Immunoprecipitation. Triton X-100-soluble fractions were prepared from frozen samples of small intestine, kidney, retina, and utricular maculae as described above for Western blotting using EDTA (2 mm) as an additional protease inhibitor and sodium phosphate (20 mm, pH 7.4) in place of Tris-HCl to buffer the solutions. Protein content of the extracts was determined using the bicinchoninic acid protein assay reagent (Pierce, Chester, UK). Rabbit immune serum to the extracellular domain fusion protein or preimmune serum (4 μl) was added to 400 μl aliquots of the extracts, each containing 72 μg of protein, and the samples were incubated overnight at 4°C. Immune complexes were collected by adding a 20 μl vol of protein A-agarose beads [prepared as a 1:1 (v/v) suspension in the Triton X-100 extraction buffer] and incubating the samples for 1 hr at 4°C on a rotator.
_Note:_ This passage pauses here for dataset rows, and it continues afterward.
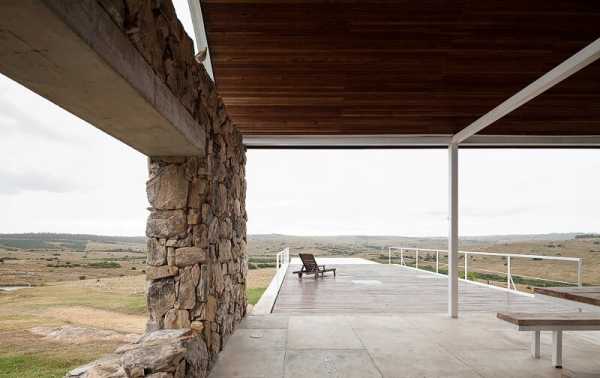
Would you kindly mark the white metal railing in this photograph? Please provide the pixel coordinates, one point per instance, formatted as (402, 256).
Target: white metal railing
(510, 284)
(267, 300)
(282, 258)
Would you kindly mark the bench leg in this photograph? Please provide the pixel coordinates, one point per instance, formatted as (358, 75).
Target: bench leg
(535, 344)
(557, 349)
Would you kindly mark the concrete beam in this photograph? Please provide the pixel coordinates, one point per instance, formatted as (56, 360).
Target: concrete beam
(72, 53)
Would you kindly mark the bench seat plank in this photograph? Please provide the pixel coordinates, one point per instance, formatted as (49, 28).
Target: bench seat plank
(579, 319)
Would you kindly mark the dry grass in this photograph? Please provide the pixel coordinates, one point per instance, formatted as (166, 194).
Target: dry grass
(113, 303)
(259, 278)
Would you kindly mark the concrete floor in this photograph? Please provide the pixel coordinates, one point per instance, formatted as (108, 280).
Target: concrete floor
(363, 346)
(388, 321)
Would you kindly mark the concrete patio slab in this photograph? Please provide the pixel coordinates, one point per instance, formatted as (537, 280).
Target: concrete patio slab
(321, 332)
(336, 328)
(317, 363)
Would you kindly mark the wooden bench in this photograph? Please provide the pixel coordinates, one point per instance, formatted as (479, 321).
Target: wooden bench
(557, 323)
(310, 266)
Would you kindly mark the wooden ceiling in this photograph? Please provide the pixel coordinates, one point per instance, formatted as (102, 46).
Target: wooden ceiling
(401, 67)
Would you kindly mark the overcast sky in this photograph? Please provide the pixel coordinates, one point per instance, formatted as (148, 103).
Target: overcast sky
(60, 174)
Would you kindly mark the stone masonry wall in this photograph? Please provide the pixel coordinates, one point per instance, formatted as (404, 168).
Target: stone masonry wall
(197, 224)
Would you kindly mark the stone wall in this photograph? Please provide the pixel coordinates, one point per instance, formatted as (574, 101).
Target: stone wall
(197, 224)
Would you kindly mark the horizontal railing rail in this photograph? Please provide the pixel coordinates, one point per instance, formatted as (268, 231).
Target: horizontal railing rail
(510, 284)
(282, 258)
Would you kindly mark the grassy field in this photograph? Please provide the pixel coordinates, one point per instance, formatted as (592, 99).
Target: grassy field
(487, 269)
(99, 284)
(116, 303)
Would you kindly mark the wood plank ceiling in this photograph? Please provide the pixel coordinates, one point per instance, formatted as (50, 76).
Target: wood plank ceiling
(401, 67)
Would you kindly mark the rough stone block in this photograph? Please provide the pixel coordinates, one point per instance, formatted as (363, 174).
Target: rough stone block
(189, 256)
(160, 297)
(175, 319)
(168, 190)
(157, 253)
(167, 224)
(188, 281)
(158, 272)
(224, 250)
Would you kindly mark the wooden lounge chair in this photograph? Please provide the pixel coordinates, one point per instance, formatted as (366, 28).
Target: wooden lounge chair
(310, 266)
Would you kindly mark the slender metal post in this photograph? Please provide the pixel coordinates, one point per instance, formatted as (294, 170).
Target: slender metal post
(508, 274)
(579, 273)
(417, 259)
(453, 231)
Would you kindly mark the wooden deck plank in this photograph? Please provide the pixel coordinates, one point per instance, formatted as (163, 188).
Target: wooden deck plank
(549, 319)
(391, 289)
(589, 295)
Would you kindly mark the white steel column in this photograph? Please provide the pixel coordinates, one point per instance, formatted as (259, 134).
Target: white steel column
(453, 231)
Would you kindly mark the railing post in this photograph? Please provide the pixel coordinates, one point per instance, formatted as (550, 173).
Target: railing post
(508, 274)
(417, 259)
(579, 273)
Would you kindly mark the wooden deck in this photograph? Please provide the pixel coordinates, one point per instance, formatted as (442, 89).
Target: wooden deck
(391, 289)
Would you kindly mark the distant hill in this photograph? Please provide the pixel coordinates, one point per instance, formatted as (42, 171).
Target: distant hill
(48, 236)
(45, 240)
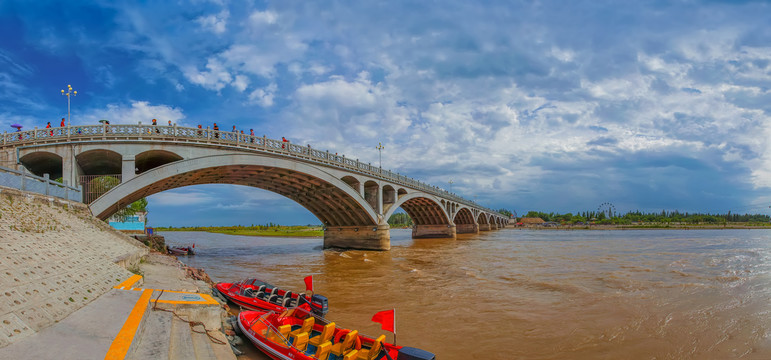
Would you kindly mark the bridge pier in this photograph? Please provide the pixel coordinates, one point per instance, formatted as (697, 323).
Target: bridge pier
(365, 237)
(433, 231)
(467, 228)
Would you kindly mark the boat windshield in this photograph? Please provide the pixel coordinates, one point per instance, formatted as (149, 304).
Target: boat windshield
(255, 283)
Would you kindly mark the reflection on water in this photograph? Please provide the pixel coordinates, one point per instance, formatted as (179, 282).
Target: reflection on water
(664, 294)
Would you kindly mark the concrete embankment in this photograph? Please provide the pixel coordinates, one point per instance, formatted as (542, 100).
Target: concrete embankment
(73, 287)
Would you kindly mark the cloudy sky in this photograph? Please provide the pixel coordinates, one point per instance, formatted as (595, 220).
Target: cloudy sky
(525, 105)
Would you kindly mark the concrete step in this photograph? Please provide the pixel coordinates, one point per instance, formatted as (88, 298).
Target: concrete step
(181, 346)
(153, 337)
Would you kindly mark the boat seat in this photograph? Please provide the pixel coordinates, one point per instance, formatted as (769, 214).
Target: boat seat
(283, 330)
(306, 327)
(322, 351)
(342, 347)
(351, 355)
(374, 351)
(301, 341)
(287, 302)
(326, 335)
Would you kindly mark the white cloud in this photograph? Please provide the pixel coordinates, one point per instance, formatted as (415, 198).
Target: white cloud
(215, 23)
(264, 96)
(215, 77)
(263, 17)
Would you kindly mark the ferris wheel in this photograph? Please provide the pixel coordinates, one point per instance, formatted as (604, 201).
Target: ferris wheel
(608, 209)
The beads were then washed three times with cold PBS containing 1% Triton X-100 and one time with cold PBS and then boiled in a 15 μl vol of reducing SDS-PAGE sample buffer. Aliquots of the eluted samples (10 μl) were run on 7.5% polyacrylamide gels, transferred to nitrocellulose membranes, and immunoblotted with the mAb D37 supernatant as described above.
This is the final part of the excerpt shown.